In Botswana, lush, green grasslands make a lavish home to the diverse, terrestrial wildlife, while nutrient-rich waters cater to their aquatic cousins. Between the Makgadikgadi Pans, the Okavango Delta, the Kalahari Desert, and more, Botswana has a landscape that kills (both figuratively and literally). That said, this southern African country had long been on my bucket list, and it did not let me down — I was completely transfixed by it each day I was there.

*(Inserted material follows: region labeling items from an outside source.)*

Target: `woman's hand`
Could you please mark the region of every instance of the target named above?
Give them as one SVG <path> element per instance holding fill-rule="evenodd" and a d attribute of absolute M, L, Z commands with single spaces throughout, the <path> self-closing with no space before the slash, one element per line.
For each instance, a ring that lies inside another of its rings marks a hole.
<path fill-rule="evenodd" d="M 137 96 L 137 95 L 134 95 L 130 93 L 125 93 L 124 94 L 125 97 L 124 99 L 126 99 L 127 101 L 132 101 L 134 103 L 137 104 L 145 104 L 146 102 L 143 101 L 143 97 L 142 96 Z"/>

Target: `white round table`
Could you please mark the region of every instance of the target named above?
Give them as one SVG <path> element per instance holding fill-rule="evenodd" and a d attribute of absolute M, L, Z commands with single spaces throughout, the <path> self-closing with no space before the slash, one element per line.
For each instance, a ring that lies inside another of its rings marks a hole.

To date, I’ve visited six African countries, and each has been quite different than the last in terms of overland and airborne travel. Generally speaking, the planes are smaller, customs are more lax and chaotic, and the roads vary greatly in terms of drivability than the places I’ve visited in the United States and Europe. I think much of what makes travel to and within Africa such an adventure is the way in which you get from point A to point B. It seems as though something interesting is always bound to happen. Whether it’s getting a flat tire in Chobe National Park or embarking on nerve-wracking rides in “banana vans” to an unknown destination in the Atlas Mountains of Morocco — there is always a story to be had.
Ultimately, I found that overland travel in Botswana was much more pleasant than I’ve experienced in other countries across the continent. Roads were spotted with potholes at times, but in the grand scheme of things, moving to and from locations was both smooth and uneventful. I’m all for the occasional bump in the road (no pun intended), but sometimes it’s nice to proceed along your route without encountering an array of issues. For this reason alone, Botswana is an alluring travel destination for those intending to venture long distances across country via car.

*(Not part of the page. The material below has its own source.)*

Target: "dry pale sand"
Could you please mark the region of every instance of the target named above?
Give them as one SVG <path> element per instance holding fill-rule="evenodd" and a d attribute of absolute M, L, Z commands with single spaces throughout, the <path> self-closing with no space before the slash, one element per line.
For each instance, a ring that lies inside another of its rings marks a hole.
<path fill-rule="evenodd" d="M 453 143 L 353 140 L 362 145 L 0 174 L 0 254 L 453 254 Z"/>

Whenever you travel to an African country, you’re likely to harbor both positive and negative preconceptions about what it will be like. This is both a beautiful and an unfortunate aspect to traveling within the region, but one that I believe makes exploration in the continent even more important. In my experience, you’re much more likely to have erroneous beliefs of yours subverted than found to be true.

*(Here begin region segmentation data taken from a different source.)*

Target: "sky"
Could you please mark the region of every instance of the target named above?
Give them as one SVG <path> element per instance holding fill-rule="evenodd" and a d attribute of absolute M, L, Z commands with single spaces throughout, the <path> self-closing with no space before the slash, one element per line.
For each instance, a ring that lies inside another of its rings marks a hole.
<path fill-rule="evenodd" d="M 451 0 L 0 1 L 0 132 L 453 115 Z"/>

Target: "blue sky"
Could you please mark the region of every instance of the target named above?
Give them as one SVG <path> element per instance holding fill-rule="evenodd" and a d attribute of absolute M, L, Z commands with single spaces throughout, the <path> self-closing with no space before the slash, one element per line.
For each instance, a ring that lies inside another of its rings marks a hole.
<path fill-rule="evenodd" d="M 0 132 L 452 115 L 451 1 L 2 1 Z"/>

Personally, I’ve found that I tend to have concerns about getting sick whenever I visit a developing country. In fact, I almost always assume I will become ill at one point or another, so I pack accordingly — Imodium, Tums, electrolyte drinks, the whole nine yards. While I still believe it is important to pack for those unfortunate, and hopefully infrequent, occurrences, this fear of mine is not always accurate. This was the case in Botswana. Not once did I succumb to a food-borne illness, or any other illness for that matter. I did, however, become uncomfortably dehydrated on numerous occasions, so I do advise you to prepare for the heat, should you be traveling in warmer times of the year. But, ultimately, I felt completely healthy and energized each day of the trip.
Botswana’s 225,000 square miles (582,000 square kilometers) consist of barren desert, expansive waterways, and unbelievable nature. From spotting the Big Five to flying high over the Okavango region of the country, camping beneath the stars, listening to the cry of a hungry lioness, and watching branches give way to a herd of elephants, you’re in for something special when you visit this stunning country. It is for this reason that I recommend spending as much time in Botswana as humanly possible. But, even more so, the guides and local people who so graciously teach visitors about their country, customs, and wildlife make this place truly remarkable.
A visit to Botswana takes you to a different world — a place where the music you hear pulses through the sounds of the animals and insects that surround you, where the sights are sweet and the people sweeter, and where you’re so much more in tune with nature that thrives in the bush around you.
Botswana is more than special; it’s truly otherworldly.